The study found that the model errors and biases were reasonable for simulations performed automatically. It identified environmental variables that might bias ROS predictions, particularly in timber areas where some fuel models might underestimate ROS. Overall, the performance of fire spread models for California aligns with studies developed in other regions, and the models are deemed accurate enough to be used in real-time to assess initial attack fires.
Next Steps from the Research
The study highlighted challenges related to pyroconvection, local wind fields, and the estimation of ROS in timber areas. It recommended the development of improved fire spread models to address these challenges and enhance prediction accuracy.
The study found that while current fire spread models have limitations and biases, they are accurate enough to be used in real-time operational settings, particularly with the capability for manual adjustments and calibration. However, there is a need for ongoing improvements, especially for modeling fire spread in timber areas, predicting crown fire behavior, and considering the effects of pyroconvection.
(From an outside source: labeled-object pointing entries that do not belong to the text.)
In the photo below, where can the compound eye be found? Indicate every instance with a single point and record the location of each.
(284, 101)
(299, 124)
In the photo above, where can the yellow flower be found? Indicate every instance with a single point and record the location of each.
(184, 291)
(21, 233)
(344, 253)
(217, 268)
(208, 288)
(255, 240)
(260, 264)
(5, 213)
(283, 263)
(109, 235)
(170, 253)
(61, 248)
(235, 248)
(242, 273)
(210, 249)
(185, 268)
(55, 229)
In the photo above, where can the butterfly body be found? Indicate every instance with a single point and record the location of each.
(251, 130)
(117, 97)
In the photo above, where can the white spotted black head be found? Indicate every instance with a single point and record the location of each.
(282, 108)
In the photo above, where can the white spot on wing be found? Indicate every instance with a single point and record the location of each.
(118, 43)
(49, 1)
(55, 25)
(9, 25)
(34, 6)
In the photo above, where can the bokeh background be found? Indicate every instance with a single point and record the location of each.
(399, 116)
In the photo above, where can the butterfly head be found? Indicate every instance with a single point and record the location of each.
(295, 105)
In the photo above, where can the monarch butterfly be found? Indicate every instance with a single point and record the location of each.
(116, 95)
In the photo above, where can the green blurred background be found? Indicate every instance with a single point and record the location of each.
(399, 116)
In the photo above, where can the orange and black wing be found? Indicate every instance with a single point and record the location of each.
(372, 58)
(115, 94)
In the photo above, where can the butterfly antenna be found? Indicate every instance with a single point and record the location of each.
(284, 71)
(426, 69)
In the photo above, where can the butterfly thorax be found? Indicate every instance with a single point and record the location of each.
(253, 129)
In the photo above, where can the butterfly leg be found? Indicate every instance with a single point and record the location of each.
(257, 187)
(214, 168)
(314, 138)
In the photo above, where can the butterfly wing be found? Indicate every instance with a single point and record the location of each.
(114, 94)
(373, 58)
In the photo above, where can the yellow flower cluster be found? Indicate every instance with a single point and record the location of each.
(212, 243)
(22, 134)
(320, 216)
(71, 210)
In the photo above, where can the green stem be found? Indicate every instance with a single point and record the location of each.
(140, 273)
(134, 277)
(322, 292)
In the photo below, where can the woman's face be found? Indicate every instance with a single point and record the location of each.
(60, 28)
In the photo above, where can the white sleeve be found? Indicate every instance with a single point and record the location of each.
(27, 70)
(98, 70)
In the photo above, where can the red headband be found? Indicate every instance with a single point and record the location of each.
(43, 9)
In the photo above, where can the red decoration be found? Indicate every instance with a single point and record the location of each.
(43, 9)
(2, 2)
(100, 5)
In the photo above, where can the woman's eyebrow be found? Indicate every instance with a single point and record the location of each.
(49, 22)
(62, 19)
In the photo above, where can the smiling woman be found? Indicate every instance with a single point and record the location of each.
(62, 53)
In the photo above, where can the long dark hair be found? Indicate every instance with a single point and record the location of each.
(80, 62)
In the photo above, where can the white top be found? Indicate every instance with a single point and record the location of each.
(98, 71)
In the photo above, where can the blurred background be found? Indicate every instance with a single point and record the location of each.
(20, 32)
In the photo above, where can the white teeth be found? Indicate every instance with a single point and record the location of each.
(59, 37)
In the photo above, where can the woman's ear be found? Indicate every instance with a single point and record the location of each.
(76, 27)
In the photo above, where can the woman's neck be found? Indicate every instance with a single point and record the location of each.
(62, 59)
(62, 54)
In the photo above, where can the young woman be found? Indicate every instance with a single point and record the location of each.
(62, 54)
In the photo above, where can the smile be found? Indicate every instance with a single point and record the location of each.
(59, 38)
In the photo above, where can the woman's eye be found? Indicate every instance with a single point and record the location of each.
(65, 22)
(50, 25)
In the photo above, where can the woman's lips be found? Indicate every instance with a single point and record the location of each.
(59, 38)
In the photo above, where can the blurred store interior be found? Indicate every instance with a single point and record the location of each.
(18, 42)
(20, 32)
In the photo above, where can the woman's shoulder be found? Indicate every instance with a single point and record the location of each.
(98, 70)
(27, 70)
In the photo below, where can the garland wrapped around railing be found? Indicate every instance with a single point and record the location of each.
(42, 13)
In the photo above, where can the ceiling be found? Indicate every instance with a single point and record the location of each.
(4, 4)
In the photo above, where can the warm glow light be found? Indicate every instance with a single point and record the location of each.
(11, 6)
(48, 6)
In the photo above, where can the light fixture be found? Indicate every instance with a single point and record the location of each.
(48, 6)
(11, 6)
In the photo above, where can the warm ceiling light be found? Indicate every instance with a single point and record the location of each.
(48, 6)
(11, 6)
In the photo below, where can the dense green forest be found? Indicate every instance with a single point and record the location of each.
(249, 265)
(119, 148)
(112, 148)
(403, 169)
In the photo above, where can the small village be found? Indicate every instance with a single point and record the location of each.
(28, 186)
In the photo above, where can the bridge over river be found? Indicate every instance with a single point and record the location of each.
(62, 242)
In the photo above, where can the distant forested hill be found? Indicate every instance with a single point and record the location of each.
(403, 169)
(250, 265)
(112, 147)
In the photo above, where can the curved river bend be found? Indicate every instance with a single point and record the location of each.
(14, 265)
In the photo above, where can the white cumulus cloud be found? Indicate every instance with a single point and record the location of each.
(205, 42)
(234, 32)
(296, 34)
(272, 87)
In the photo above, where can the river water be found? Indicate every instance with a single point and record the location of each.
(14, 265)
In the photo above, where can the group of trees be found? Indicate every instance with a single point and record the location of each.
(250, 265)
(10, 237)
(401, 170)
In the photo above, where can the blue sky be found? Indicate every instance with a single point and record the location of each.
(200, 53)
This research contributes valuable insights to wildfire prediction and management, emphasizing the importance of continuously refining and enhancing predictive models in the face of growing wildfire threats.
The research underscores the importance of wildfire simulators in supporting planning and incident analysis in real-time, despite the potential uncertainties derived from input data quality and model inaccuracies. The study additionally provides insights into the performance of fire spread models in California, offering a foundation for understanding and potentially improving upon current operational models in the future.